課税対象額(195万円)になる年金受給金額:α万円
年金控除(α万円×0.75ー27.5万円)ー基礎控除(48万円)=課税対象額(195万円)

 次に、この158万円と360.6万円の節目前後で、税引き後の収入がどう変わるのかを試算してみました。

3-2)158万円の節目

 繰り下げを実施し、158万円に差し掛かった前後の試算結果を下図に示します。158万円を越えると課税対象となり、控除額の158万円を引いた金額に5.105%の税金がかかり始めます。その結果、158万円の年金受給額を越えると、税引き後の受給額は、年金受給額から少しづつ下に外れていきます。

158万円の節目の試算結果

3-3)360.6万円の節目

3-3-1)税率が変わっても段差はできない

 さらに繰り下げを実施し、360.6万円に差し掛かった前後の試算結果を下図に示します。

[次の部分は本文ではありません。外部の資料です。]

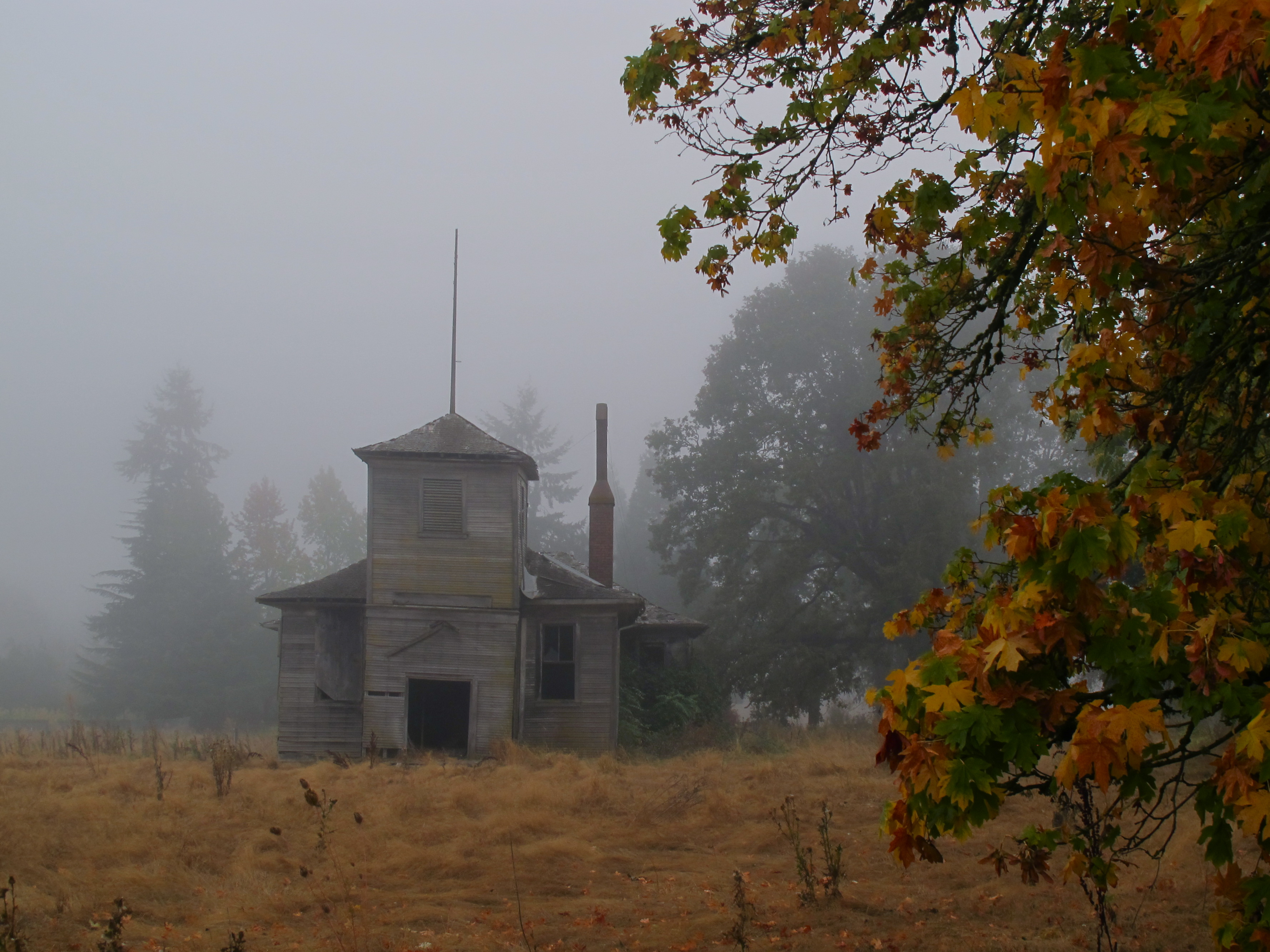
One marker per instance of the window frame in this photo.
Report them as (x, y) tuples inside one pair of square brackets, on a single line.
[(463, 508), (572, 664)]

360.6万円を越えると、税率が5.105%から10.21%に上がりますが、逆ザヤにならないための控除(ー97,500円)があるので、税引き後の受給額は、段差ができることはなく、その傾きが少し下にさがります。

360.6万円の節目の試算結果

3-3-2)確定申告で納税が発生

 前述の通り360.6万円の節目のときには逆ザヤになることはありませんが、源泉徴収で課税対象額195万円すれすれの金額に5.105%の税率で徴収され、確定申告のときに別の所得分で10.21%の税率のゾーンに入ってしまった場合は、その差額となる10万円近い追徴金が課せられることになります。

4.年金と健康保険料

4-1)健康保険料には4つの節目が

 健康保険料は、医療分、支援分、介護分の3つのパートからなり、各々が所得割額(基準所得に一定の料率をかけて割り出す)と、均等割額(定額)から保険料が算出されています。その中で均等割額には、所得に応じた減額が適用されており、7割減額、5割減額、2割減額という3つの節目があります。

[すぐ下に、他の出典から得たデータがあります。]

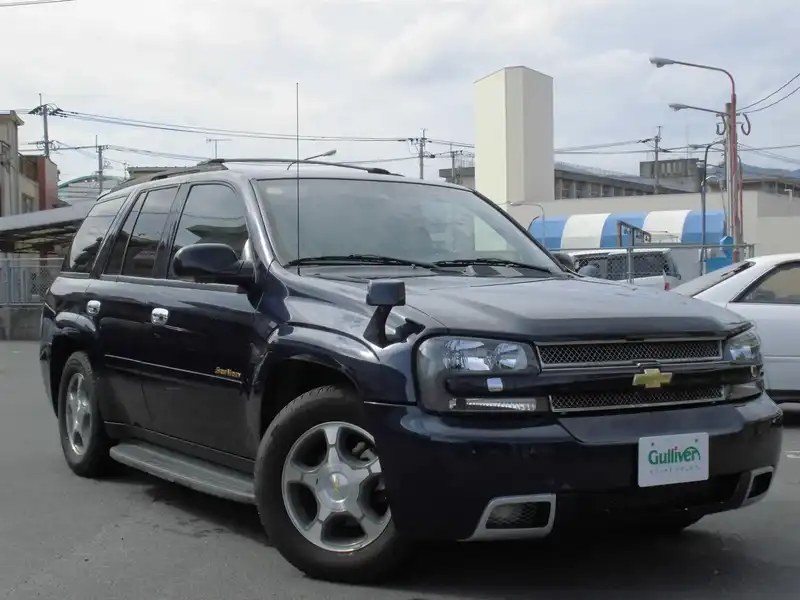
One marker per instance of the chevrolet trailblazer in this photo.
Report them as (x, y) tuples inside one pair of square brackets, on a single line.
[(374, 361)]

 これに加えて、年金受給額が153万円以下では、定額の最低保険料が適用になるので、計4つの節目があることが分かりました。次に、これら4つの節目での保険料の変化を確認してみます。

4-2)減額の節目で段差ができる

 保険料の試算は、各パラメーターを正確に把握して計算式を組み立てようと試みましたが、横浜市のサイトをはじめ、いろいろと調べてみましたが、各々で使っている数値が微妙に異なり、不整合がいくつか出てしまったので、断念しました。ド素人の限界でした。

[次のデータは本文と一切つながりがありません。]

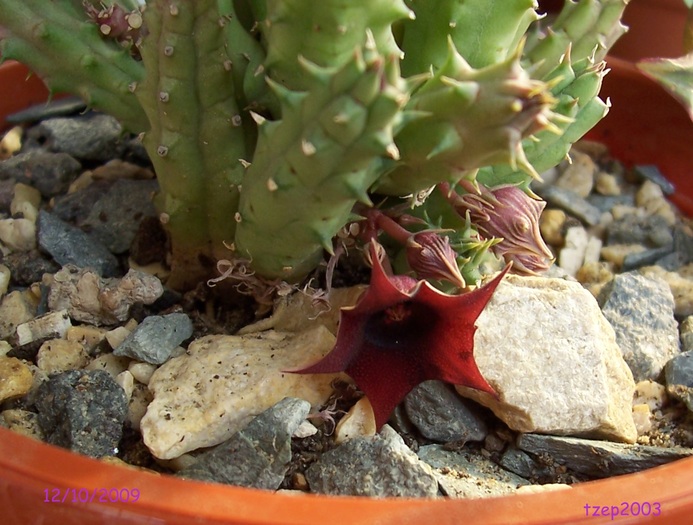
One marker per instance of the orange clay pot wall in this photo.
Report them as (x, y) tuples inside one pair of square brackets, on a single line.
[(644, 126)]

 そしてなんと汗水たらし歯を食いしばって、前述の「令和5年横浜市国民健康保険料の試算シート」に節目付近の金額を入れて、現物合わせ的に試算した結果を下表に示します。

年金受給額と健康保険料の関係

 保険料の定額から料率による算出に切り替わる節目では、特に段差はできませんが、均等割額の減額の節目では、所得税のような控除での調整がないので、節目を1円超えるだけで、年額1万円~1万5千円程度の段差ができています。

5.検討結果のまとめ

5-1)節目での判断

 以上の税金と健康保険料の検討の結果から分かったことは、
(1)所得税の2つ目の節目(360.6万円)で、場合によっては確定申告時に10万円近い追徴金を払うことになる。
(2)健康保険料の均等割額の減額の節目では、所得税のような控除での調整がないので、節目を1円超えるだけで、年額1万円~1万5千円程度上がる。
となります。

 これらの金額は、下表の月当たりの繰り下げ時の増額分(年額)と比べ、そのまま繰り下げを継続すればまもなく解消できるのか、繰り下げの期間が残り少なく解消できないのか、を見定め、後者の場合は繰り下げを停止するという判断も必要のようです。

年金受給額と月当たりの繰り下げ増額

5-2)繰り下げのキャンセル

 いろいろと検討してきましたが、年金事務所の方がおっしゃっていた住民税(今回は所得税も検討)と健康保険料との兼ね合いで、繰り下げを停止することはあっても、キャンセルするようなケースを導き出すことはできませんでした。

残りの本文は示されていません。